Rebrin Kerstin, Sheppard Norman F, Steil Garry M
MicroCHIPS, Inc., Bedford, Massachusetts, USA.
J Diabetes Sci Technol. 2010 Sep 1;4(5):1087-98. doi: 10.1177/193229681000400507.
Estimates for delays in the interstitial fluid (ISF) glucose response to changes in blood glucose (BG) differ substantially among research groups. We review these findings along with arguments that continuous glucose monitoring (CGM) devices used to measure ISF delay contribute to the variability. We consider the impact of the ISF delay and review approaches to correct for it, including strategies pursued by the manufacturers of these devices. The focus on how the manufacturers have approached the problem is motivated by the observation that clinicians and researchers are often unaware of how the existing CGM devices process the ISF glucose signal.

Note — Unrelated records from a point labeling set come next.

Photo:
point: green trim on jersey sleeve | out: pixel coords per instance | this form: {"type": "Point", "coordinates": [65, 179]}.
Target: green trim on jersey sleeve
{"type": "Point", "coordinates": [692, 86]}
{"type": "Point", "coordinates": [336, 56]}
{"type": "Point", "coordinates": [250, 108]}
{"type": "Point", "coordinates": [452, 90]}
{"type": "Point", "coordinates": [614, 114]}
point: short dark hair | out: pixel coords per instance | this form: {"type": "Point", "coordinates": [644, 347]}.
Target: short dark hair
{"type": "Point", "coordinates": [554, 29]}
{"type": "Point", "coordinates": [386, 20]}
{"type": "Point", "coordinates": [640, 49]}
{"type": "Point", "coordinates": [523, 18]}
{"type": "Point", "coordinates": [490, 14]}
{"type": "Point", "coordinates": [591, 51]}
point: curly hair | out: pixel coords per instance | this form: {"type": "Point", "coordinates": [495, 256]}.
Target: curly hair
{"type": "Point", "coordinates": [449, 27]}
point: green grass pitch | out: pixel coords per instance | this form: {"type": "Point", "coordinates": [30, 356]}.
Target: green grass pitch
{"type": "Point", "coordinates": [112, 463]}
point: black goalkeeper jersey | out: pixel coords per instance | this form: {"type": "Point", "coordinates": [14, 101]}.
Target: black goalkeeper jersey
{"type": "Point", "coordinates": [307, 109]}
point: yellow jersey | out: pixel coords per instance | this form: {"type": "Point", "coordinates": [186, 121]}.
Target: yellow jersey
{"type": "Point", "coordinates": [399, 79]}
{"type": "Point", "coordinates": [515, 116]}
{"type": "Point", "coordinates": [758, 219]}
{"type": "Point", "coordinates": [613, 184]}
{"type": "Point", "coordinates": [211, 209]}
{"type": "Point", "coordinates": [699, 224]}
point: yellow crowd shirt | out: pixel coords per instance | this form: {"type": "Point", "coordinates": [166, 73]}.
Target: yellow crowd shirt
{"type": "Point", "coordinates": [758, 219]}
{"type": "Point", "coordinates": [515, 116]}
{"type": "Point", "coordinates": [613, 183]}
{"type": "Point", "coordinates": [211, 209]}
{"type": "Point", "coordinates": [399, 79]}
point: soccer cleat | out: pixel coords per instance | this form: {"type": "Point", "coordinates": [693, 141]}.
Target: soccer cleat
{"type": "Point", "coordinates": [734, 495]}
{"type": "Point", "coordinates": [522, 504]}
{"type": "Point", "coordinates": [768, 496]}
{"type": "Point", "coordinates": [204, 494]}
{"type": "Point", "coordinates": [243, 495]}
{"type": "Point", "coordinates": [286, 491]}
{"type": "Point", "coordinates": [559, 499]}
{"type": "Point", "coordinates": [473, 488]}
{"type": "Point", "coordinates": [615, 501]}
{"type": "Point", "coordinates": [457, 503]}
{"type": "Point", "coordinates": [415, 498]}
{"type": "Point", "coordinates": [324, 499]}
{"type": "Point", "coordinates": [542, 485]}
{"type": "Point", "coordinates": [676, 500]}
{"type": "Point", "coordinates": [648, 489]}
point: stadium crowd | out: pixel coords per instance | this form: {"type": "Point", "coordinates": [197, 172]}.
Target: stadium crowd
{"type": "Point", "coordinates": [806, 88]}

Numerous models and simulations were used to illustrate problems related to measurement and correction of ISF glucose delay.
We find that (1) there is no evidence that the true physiologic ISF glucose delay is longer than 5-10 min and that the values longer than this can be explained by delays in CGM filtering routines; (2) the primary impact of the true ISF delay is on sensor calibration algorithms, making it difficult to estimate calibration factors and offset (OS) currents; (3) inaccurate estimates of the sensor OS current result in overestimation of sensor glucose at low values, making it difficult to detect hypoglycemia; (4) many device companies introduce nonlinear components into their filters, which can be expected to confound attempts by investigators to reconstruct BG using linear deconvolution; and (5) algorithms advocated by academic groups are seldom compared to algorithms pursued by industry, making it difficult to ascertain their value.
The absence of any direct comparisons between existing and new algorithms for correcting ISF delay and sensor OS current is, in part, due to the difficulty in extracting relevant details from industry patents and/or extracting unfiltered sensor signals from industry products. The model simulation environment, where all aspects of the signal can be derived, may be more appropriate for developing new filtering and calibration strategies. Nevertheless, clinicians, academic researchers, and the industry would benefit from collaborating when evaluating those strategies.
不同研究团队对组织间液(ISF)葡萄糖对血糖(BG)变化反应延迟的估计差异很大。我们回顾了这些研究结果,并讨论了用于测量ISF延迟的连续葡萄糖监测(CGM)设备导致变异性的相关观点。我们考虑了ISF延迟的影响,并回顾了校正该延迟的方法,包括这些设备制造商所采用的策略。关注制造商如何解决这一问题的动机在于,临床医生和研究人员往往不清楚现有CGM设备如何处理ISF葡萄糖信号。
使用了众多模型和模拟来说明与ISF葡萄糖延迟测量和校正相关的问题。
我们发现:(1)没有证据表明真正的生理性ISF葡萄糖延迟超过5 - 10分钟,超过此值的情况可由CGM过滤程序的延迟来解释;(2)真正的ISF延迟的主要影响在于传感器校准算法,使得难以估计校准因子和偏移(OS)电流;(3)传感器OS电流的不准确估计导致在低值时对传感器葡萄糖的高估,使得难以检测到低血糖;(4)许多设备公司在其过滤器中引入非线性成分,这可能会使研究人员使用线性反卷积重建BG的尝试变得复杂;(5)学术团体倡导的算法很少与行业所采用的算法进行比较,因此难以确定其价值。
现有和新的校正ISF延迟及传感器OS电流算法之间缺乏直接比较,部分原因在于难以从行业专利中提取相关细节和/或从行业产品中提取未过滤的传感器信号。信号所有方面都可推导的模型模拟环境可能更适合开发新的过滤和校准策略。尽管如此,临床医生、学术研究人员和行业在评估这些策略时进行合作将有所裨益。